I recently decided to wage a campaign of complaint against an airline company I had travelled with. Yes, the original incident had happened some time ago. The staff onboard the plane had a typically Euro attitude to the cattle class passengers, the economy section; we were rarely visited by the cabin crew, who clearly were doting, at a one on one ratio, among their first class guests; who can say the aristocracy is dead?
Details are unnecessary. I had no great hope of being taken seriously; indeed, my email sent shortly after my journey was never answered. Since then I had joined FB and discovered what an effective medium it is in bringing an issue to the attention of the public.
However, as soon as I posted my issue on the airline’s FB page, three individuals began replying. None had established any conflict of interest, employed by the company? Which is a contemptible position, entirely lacking in ethical integrity. I was forced, one by one, to “unfollow” them.
I can see how cyber bullying has sprung up as an online phenomenon; the internet is a river whose most common fluid is the pollution of anonymous scammers and hucksters. After such knowledge, what forgiveness? I found out recently, after an incident recently on a public bus, when I tried to reprimand two young guys for conducting a really noisy conversation, that their response was an obsequious and clearly insincere apology followed by a sense that, having been publicly rebuked, they were somehow outside the reach of the conventions that govern normal public behaviour. They proceded to behave accordingly.
I wonder if this principle is generationally ubiquitous, for instance online. Once in a no-man’s land of dubious behaviour, anything goes. In fact, crashing other people’s FB pages and gratuitously jeering and abusing them, especially during funerals and other vulnerable moments is about as sociopathic as things can get.

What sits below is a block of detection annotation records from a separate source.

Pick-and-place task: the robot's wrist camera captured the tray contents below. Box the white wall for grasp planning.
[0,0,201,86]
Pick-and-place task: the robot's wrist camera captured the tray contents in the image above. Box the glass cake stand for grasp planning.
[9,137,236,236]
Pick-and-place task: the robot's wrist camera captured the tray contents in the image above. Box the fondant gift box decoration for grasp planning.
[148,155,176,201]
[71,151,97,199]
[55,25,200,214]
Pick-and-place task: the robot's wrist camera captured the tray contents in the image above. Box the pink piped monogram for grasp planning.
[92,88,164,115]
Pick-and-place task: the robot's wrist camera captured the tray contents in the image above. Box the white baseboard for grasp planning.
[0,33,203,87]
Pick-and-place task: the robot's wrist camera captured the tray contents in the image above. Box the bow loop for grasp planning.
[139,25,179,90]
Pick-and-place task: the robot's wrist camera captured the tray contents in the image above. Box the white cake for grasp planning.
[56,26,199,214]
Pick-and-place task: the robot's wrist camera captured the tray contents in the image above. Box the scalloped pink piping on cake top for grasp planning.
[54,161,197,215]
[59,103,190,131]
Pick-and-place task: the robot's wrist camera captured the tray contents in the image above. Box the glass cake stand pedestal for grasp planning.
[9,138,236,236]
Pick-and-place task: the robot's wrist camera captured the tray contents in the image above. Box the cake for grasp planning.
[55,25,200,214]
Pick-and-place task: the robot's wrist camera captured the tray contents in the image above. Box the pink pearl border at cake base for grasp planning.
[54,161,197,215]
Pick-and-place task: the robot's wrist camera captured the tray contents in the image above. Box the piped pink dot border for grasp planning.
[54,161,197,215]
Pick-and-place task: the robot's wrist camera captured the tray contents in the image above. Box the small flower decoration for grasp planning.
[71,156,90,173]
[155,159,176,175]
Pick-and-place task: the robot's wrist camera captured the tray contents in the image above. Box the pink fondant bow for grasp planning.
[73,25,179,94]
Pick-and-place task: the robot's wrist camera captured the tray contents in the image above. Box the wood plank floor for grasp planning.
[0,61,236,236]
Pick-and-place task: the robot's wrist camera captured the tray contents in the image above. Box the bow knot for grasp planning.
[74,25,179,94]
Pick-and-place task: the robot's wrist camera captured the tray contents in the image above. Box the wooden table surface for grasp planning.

I noted before I “unfollowed” the last of my anonymous critics that he had “liked” his own comment; I thought that a new all time low in narcissism. It reminded me of a conversation in an Oscar Wilde play between a young playboy and his grumpy old dad. Dad asks: “Do you always understand the things you say?” Playboy: ” If I listen attentively enough!”

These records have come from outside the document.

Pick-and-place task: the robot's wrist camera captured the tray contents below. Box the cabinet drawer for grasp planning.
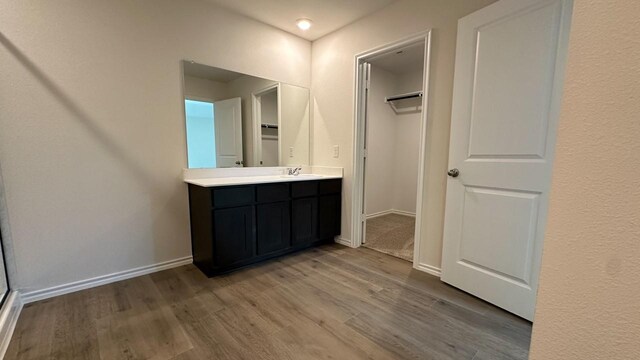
[291,181,318,198]
[256,183,289,203]
[212,186,255,208]
[318,179,342,195]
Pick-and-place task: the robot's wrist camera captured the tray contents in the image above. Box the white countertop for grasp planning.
[184,174,342,187]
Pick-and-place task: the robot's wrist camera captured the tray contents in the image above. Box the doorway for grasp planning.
[352,31,431,262]
[251,84,281,167]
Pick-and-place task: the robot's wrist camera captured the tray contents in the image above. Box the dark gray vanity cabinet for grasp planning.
[189,179,342,276]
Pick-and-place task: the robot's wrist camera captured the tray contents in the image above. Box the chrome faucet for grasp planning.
[287,168,302,176]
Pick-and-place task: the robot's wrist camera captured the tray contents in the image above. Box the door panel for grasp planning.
[318,195,342,240]
[292,198,318,246]
[257,201,291,255]
[469,1,562,159]
[213,206,255,267]
[213,98,243,168]
[442,0,572,319]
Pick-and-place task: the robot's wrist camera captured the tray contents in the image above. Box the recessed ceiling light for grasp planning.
[296,19,311,30]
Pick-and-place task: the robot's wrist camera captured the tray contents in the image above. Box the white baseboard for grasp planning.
[22,256,193,304]
[0,291,23,359]
[413,264,442,277]
[391,209,416,217]
[336,237,355,248]
[365,209,416,220]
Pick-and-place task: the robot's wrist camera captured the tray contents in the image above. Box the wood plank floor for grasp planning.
[6,245,531,360]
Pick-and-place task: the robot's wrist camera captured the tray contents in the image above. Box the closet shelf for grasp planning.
[384,91,422,103]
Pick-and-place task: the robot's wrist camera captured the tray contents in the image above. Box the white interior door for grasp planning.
[213,97,244,168]
[442,0,572,320]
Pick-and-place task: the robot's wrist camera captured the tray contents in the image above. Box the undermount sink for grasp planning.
[280,174,322,179]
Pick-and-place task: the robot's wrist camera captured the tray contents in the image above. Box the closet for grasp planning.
[363,43,424,261]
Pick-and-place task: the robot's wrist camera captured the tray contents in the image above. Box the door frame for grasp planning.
[350,29,439,276]
[251,82,282,167]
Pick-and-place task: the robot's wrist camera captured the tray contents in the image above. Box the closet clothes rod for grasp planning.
[384,91,422,103]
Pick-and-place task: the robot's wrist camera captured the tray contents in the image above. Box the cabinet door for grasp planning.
[213,206,255,267]
[257,201,291,255]
[318,195,342,240]
[291,198,318,246]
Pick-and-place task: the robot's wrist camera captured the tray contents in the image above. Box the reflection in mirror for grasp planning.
[183,61,310,168]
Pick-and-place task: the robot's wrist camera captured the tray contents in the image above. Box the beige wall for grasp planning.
[530,0,640,360]
[184,75,229,101]
[0,0,311,291]
[311,0,494,268]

My sympathies go out to those harassed by such moronic abuse. The most recent, real time example happened in Ipswich, Qld, to a young guy with Aspberger’s syndrome; he had been bullied in the past, but just the other day one of these thugs gave him a golf ball filled with explosives, which blew away most of both of his hands. Surgeons are thinking of refashioning one of his big toes as a thumb. Poor guy, he could barely comprehend the injustice, though he publicly “unfriended” the guy who gave him the bomb. I have to ask: “what were the trailer trash parents doing, raising such delinquent children?” Enjoying the bong?